Na última segunda, a 17ª Vara da Justiça Federal determinou, por meio de liminar, que o órgão mantenha em funcionamento todos os serviços interrompidos pela greve dos servidores, que causem danos ao ambiente.
No caso de descumprimento da ordem, a associação dos servidores - a Asibama - estaria sujeita a multa de R$ 5 mil por dia, além de ações criminais e administrativas contra os líderes do movimento.
A liminar, que vem para colocar mais lenha na fogueira na
discussão do direito de greve dos trabalhadores,
acabou sendo cumprida e aumentando a polêmica. Segundo informações de Milton Isidorio Neves,
analista ambiental da sede do órgão local, "houve uma quebra do movimento por parte do governo, já que a volta de parte dos
funcionários pode ser entendida por ele como sinônimo da diminuição da força do movimento"
.
Como mesmo observou o analista ambiental, a greve é hoje um dos únicos instrumentos de pressão dos trabalhadores para com o governo. Para Milton, se o governo diminui essa liberdade do funcionalismo, acaba conseqüentemente ganhando mais força.
Contentes ou não, o fato é que nesta terça-feira, 15 de maio, 50% do efetivo do Ibama teve que voltar ao trabalho, entre servidores e responsáveis pela área técnica do órgão. A adesão à greve na cidade tinha atingido a marca de 100%.

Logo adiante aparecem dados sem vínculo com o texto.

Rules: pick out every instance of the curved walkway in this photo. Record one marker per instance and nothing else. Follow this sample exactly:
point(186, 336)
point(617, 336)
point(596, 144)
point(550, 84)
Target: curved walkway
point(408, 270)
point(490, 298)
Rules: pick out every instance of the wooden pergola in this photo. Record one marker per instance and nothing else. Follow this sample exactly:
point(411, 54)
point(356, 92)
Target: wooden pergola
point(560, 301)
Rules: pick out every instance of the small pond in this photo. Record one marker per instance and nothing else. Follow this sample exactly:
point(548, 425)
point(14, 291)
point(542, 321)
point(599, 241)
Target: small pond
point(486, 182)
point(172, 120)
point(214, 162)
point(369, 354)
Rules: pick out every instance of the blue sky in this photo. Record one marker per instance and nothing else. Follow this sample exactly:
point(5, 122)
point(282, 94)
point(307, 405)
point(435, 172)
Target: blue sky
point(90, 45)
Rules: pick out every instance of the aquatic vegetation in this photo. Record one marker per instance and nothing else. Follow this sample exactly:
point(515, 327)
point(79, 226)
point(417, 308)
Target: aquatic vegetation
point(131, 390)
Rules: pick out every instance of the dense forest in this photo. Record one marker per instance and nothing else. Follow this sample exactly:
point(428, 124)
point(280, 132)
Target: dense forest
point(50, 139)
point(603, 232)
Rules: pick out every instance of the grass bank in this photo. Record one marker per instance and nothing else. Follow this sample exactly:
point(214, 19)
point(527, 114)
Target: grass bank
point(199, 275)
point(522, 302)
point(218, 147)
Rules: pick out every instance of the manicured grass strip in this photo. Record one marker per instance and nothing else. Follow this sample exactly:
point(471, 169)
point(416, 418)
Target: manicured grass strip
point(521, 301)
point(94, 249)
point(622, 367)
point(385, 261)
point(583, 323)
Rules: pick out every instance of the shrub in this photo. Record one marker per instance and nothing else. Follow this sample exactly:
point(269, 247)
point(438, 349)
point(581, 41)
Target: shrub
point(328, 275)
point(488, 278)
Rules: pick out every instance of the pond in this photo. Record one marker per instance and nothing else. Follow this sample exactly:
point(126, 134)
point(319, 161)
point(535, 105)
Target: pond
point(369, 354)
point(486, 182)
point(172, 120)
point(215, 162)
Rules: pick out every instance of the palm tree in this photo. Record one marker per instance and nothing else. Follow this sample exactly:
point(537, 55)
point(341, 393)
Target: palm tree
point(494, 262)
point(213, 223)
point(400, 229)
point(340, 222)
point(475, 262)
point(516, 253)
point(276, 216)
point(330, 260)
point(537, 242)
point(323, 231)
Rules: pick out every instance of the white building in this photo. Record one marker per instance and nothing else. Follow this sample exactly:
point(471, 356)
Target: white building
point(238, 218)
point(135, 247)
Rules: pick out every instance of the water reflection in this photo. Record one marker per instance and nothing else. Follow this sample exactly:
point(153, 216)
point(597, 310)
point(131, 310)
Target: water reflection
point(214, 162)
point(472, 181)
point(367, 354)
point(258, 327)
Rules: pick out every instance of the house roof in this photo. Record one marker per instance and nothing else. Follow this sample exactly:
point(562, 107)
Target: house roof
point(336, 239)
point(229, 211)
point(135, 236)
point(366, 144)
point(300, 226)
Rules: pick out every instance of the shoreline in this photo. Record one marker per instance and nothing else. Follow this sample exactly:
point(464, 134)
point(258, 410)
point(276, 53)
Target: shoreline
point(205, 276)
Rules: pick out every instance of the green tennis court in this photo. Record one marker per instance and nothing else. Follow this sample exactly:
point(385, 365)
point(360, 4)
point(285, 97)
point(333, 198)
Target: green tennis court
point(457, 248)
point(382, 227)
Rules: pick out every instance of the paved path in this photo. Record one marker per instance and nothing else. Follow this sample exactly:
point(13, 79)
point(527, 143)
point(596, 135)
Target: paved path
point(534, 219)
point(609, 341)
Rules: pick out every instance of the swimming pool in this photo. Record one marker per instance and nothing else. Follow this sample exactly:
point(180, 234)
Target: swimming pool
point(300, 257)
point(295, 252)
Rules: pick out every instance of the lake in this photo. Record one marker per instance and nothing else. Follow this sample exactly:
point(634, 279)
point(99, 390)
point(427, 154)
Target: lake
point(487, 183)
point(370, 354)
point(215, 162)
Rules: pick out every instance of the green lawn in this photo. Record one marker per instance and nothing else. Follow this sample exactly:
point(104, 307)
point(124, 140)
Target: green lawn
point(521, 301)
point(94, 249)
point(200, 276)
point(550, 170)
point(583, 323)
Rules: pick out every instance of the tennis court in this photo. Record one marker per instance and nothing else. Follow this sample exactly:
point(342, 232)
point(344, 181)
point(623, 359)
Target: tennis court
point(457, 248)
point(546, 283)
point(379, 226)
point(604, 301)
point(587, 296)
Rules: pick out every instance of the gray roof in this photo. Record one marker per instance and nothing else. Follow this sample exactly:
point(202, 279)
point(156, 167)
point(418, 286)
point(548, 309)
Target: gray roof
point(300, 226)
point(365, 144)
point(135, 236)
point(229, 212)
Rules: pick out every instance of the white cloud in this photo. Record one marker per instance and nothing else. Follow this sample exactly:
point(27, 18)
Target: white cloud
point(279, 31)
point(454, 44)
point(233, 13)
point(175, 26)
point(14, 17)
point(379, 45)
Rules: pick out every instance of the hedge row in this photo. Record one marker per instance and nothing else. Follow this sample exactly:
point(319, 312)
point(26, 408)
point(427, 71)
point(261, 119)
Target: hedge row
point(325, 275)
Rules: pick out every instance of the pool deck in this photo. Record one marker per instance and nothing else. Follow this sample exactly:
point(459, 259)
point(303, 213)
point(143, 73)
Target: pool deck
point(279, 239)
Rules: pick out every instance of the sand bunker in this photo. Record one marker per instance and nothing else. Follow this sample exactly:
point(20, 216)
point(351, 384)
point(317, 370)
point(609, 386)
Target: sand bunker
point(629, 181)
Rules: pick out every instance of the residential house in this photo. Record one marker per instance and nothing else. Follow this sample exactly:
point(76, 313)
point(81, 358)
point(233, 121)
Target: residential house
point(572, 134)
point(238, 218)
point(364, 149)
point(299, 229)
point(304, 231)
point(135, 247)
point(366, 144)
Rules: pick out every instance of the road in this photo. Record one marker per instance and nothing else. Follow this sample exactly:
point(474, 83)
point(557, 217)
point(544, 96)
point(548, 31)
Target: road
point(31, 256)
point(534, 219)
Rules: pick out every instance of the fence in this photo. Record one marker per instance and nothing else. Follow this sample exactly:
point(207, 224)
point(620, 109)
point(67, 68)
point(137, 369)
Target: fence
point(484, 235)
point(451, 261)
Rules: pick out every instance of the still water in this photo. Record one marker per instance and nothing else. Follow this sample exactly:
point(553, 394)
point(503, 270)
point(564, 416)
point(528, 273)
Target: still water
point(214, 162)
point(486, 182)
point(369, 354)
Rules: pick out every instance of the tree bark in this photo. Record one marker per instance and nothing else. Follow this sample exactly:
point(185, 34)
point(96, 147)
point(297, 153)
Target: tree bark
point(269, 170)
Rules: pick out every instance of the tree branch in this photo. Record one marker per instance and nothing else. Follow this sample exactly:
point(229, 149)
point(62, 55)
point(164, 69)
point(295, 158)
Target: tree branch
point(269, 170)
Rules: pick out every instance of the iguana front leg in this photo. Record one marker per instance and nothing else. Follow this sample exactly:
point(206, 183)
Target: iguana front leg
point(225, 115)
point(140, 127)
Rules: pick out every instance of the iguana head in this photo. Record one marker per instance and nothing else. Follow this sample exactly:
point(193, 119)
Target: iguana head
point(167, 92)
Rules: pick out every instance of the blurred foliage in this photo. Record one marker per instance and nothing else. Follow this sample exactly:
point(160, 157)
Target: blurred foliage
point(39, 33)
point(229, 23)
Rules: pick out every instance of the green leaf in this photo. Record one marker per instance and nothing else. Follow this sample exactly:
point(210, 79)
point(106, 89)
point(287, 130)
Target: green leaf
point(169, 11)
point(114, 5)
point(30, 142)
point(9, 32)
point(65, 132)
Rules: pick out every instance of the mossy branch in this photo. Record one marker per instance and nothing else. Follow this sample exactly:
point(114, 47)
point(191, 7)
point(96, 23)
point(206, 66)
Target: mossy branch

A decisão foi tomada depois de uma reunião que aconteceu nesta manhã entre os advogados da Asibama, Confederação Nacional dos Trabalhadores do Serviço Público (Condsef) e Sindicato dos Servidores Públicos Federais (Sindsep) que analisaram que o era melhor seguir a determinação judicial para entrar com o pedido de recurso contra a liminar da Vara da Justiça Federal.

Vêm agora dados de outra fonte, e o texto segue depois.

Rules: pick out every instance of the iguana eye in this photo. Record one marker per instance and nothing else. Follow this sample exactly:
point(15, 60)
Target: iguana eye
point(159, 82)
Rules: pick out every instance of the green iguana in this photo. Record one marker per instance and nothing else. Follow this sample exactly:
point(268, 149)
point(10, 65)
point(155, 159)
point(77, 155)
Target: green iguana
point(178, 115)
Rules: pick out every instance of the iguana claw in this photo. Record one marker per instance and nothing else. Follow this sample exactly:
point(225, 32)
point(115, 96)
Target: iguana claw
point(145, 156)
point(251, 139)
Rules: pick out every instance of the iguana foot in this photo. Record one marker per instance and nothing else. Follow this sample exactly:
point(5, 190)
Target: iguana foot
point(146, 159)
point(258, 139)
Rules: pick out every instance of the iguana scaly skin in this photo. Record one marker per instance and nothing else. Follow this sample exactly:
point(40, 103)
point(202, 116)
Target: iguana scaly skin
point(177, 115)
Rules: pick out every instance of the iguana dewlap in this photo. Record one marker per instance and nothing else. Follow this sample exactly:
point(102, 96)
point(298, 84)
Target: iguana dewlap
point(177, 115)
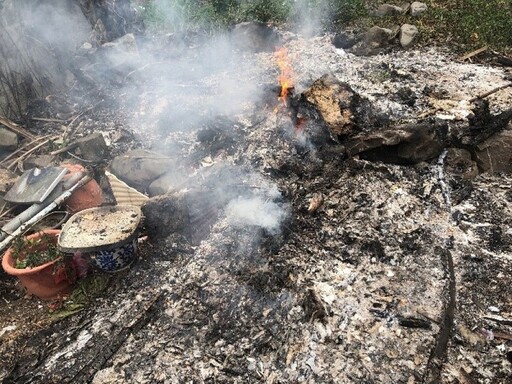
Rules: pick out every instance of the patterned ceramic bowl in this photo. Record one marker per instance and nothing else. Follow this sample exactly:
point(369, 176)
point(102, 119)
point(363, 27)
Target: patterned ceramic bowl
point(115, 259)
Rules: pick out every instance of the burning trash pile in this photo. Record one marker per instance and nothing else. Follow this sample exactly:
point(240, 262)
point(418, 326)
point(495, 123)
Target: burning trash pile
point(275, 209)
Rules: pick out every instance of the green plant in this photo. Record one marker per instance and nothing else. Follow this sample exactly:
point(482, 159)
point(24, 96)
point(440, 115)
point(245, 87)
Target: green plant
point(35, 252)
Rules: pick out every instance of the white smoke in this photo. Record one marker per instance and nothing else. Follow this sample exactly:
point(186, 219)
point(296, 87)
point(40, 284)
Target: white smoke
point(256, 211)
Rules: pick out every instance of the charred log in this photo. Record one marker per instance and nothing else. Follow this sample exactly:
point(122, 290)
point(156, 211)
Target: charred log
point(343, 111)
point(408, 144)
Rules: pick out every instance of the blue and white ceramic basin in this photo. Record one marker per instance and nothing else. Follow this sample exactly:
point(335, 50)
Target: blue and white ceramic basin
point(107, 234)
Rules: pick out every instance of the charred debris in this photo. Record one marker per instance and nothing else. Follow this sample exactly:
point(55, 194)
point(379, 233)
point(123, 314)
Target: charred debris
point(315, 235)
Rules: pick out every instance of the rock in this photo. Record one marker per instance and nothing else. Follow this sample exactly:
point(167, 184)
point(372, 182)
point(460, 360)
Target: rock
point(407, 144)
point(8, 140)
point(495, 154)
point(344, 40)
point(408, 35)
point(168, 182)
point(374, 40)
point(459, 163)
point(378, 37)
point(342, 110)
point(7, 179)
point(418, 8)
point(387, 10)
point(39, 161)
point(254, 36)
point(140, 167)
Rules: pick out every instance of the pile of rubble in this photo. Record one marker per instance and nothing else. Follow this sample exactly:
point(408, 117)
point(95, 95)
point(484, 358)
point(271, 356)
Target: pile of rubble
point(356, 232)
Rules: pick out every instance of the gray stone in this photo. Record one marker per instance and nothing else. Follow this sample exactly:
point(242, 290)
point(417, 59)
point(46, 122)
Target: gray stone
point(8, 140)
point(140, 167)
point(408, 34)
point(255, 37)
point(374, 41)
point(378, 37)
point(39, 161)
point(459, 162)
point(388, 10)
point(344, 40)
point(7, 179)
point(418, 8)
point(495, 154)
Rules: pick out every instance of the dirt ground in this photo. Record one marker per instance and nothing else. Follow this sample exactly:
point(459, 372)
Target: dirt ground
point(400, 274)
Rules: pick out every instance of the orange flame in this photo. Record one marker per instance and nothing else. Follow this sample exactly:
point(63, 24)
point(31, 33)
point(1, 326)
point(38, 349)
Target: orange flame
point(285, 73)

Agora os funcionários aguardam os próximos passos da justiça e o resultado do recurso movido contra a decisão do governo para tomar novas providências no que diz respeito aos rumos do movimento. Na última segunda mesmo, logo que foi a liminar foi expedida, ficou legítimo e determinado o corte do ponto dos faltosos.

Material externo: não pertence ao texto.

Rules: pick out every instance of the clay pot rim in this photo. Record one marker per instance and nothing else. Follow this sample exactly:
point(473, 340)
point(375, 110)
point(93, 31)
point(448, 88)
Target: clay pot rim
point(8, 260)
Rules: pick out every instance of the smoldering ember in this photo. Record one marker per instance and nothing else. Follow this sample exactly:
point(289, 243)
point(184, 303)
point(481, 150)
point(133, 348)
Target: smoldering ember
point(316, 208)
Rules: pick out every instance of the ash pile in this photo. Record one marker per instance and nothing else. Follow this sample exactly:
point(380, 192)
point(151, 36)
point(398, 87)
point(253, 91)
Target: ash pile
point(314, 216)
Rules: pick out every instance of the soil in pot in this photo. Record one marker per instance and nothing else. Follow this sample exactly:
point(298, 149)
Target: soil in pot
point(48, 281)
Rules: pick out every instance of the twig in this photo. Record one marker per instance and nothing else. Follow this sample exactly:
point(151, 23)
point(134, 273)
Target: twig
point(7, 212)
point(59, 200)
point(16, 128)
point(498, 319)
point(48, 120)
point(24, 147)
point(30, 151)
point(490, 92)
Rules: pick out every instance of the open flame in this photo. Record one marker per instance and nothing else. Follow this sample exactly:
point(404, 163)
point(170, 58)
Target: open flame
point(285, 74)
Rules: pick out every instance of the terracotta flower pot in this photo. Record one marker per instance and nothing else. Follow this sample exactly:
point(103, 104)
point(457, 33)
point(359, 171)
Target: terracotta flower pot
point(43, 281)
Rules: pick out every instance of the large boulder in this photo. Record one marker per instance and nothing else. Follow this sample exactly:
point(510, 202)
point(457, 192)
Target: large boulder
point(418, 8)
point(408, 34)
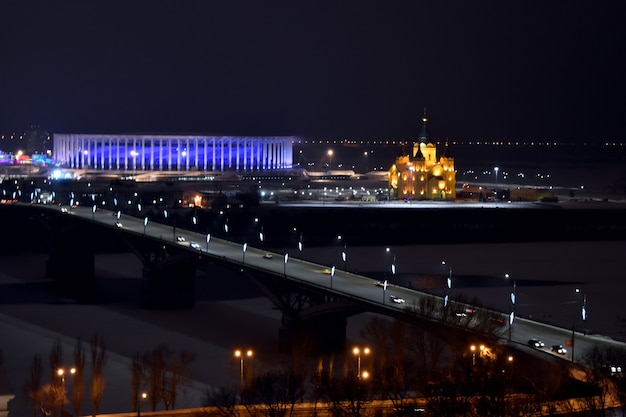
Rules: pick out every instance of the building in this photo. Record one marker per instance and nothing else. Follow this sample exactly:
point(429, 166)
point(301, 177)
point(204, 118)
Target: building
point(421, 175)
point(172, 152)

Entre os serviços que de acordo com a liminar não podem ser paralisados em hipótese nenhuma, estão as análises de licenciamento ambiental para Obras como as do Programa de Aceleração do Crescimento (PAC) do Governo Federal.
A greve deflagrada pelo funcionários do Ibama pretende derrubar a medida provisória 366, baixada
pelo presidente Lula na semana passada. Pela medida, o Ibama se "divide" em dois no que diz respeito às suas
atribuições e transfere parte de suas responsabilidades para o Instituto Chico Mendes.
Segundo Milton Isidorio, o Ibama iniciou a paralisação, como uma forma de protesto, já que eles acreditam que essa divisão só vai fragilizar a instituição "que já estava a tempos sendo sucateada pelo governo".
"O plausível é imaginar que uma instituição tenda a se fortalecer como um todo e não dividindo funções.
É importante frisar que o governo se volta contra nós, quando estamos prezando pela qualidade do
trabalho e não por questões salariais como se imagina. Apesar do salário ser outra discussão que merecia crédito, nossa
paralisação diz respeito apenas à qualidade e fortalecimento do Ibama"
, analisa.
Segundo informações colhidas no associação dos servidores do Ibama, a medida é vista pela classe como uma forma que o governo encontrou de impor seus projetos em detrimento aos interesses do meio ambiente.